Testing Bandwidth Operation

Time was, when building a WAN meant spending a lot of money on T-1 and fractional T-1 lines. Time was, when WANs equaled high costs. But today, network managers can reverse the multiplexing process and save significant money on high bandwidth tester WANs. A technique that's increasing in popularity, called inverse multiplexing, offers bandwidth when you need it, without the attendant cost of continuous high-capacity connections. Inverse multiplexing reverses the traditional multiplexing process.

Instead of combining many signals into a single, composite channel, inverse multiplexing takes a single data channel and breaks it up into several lower-bandwidth channels, for transmission on not one, but several lines. This process, known colloquially as rubber bandwidth, lets your network decide how much bandwidth a data channel needs for the amount of data it is carrying and connects to the requisite number of fixed-bandwidth circuits to obtain it.

Digital Dial-Up You can connect LANs over a wide area network in a couple of different ways. You can dedicate lines such as T-1 or T-3 to full-time use. Alternatively, you can use a dial-up service. The advantage of fixed, dedicated lines is that they are always there and they are always yours. You don't have to share them and you can depend on them being in place. This traditional method of building WAN results in a physical backbone.

The disadvantage, for many systems, is that you pay for the dedicated lines even when your traffic volume doesn't warrant their use. Typical network traffic in a well-architected WAN averages a relatively low level.
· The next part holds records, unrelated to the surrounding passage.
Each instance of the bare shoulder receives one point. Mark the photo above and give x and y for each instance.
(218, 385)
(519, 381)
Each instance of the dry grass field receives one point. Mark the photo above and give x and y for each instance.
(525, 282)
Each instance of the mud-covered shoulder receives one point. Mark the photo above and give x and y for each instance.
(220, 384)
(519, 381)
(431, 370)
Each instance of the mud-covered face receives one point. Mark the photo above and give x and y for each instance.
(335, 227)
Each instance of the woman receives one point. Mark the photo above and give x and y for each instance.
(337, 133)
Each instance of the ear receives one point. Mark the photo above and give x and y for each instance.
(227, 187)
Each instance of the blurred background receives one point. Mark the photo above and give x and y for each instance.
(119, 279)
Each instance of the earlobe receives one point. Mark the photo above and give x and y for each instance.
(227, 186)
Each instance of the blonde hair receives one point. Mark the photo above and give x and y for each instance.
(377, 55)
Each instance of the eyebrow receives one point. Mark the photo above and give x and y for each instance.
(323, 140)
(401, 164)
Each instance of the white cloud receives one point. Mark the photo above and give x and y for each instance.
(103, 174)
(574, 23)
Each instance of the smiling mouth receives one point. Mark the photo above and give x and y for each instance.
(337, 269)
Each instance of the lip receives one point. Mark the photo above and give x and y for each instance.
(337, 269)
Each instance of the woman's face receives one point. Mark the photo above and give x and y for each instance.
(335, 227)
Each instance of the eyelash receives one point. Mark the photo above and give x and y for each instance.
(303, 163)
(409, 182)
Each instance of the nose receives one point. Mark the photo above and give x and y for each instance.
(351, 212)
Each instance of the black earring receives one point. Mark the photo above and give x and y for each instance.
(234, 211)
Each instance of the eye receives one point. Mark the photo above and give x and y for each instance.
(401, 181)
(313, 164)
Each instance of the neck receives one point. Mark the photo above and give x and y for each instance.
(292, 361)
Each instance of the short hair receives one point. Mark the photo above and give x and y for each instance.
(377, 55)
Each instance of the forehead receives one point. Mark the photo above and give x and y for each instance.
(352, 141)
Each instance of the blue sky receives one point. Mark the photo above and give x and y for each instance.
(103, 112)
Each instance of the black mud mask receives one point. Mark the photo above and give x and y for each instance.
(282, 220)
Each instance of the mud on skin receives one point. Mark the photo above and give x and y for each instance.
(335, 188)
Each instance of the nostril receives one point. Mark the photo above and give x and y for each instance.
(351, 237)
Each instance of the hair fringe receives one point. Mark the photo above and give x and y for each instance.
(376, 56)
However, periodic bursts of traffic will heavily tax a low-bandwidth connection, such as a 56Kbps circuit. Usually, WAN designers look at the total enterprise and try to determine which segments have high-bandwidth requirements and which have lower traffic volumes.

This approach usually results in some trade-offs between price and performance. With dial-up systems, you can, in many cases, have access to just as much bandwidth as you need when you need it. You pay, essentially, only for what you use. While dial-up may not be appropriate for all circuits in an enterprise, it does allow you to accommodate bursty traffic requirements economically. Because of these trade-offs, you will likely use a combination of dedicated and dial-up lines.

Several types of digital dial-up services exist. Probably the most talked about is Integrated Services Digital Network (ISDN). Like many services, ISDN should be viewed from two perspectives: network services and access lines. These two aspects may seem confusing, because many terms are used interchangeably.

Let's start with network services. These services are available generally from either inter exchange carriers, such as AT&T and MCI, or Local Exchange Carriers (LECs) such as the Baby Bells. These services include Switched 56, Switched 64, Switched 384, Switched 1536, and ISDN Multi rate.

Switched 56 and Switched 64 services are similar in that they use 64Kbps channels for transport, but Switched 56 allocates one bit out of every eight for signaling, which is called in-band signaling. Switched 64, however, uses all eight bits of every octet for data, so it requires a separate channel for signaling. This technique is called out-of-band signaling and is available only with ISDN. ISDN systems have a special channel, the D channel, for signaling information.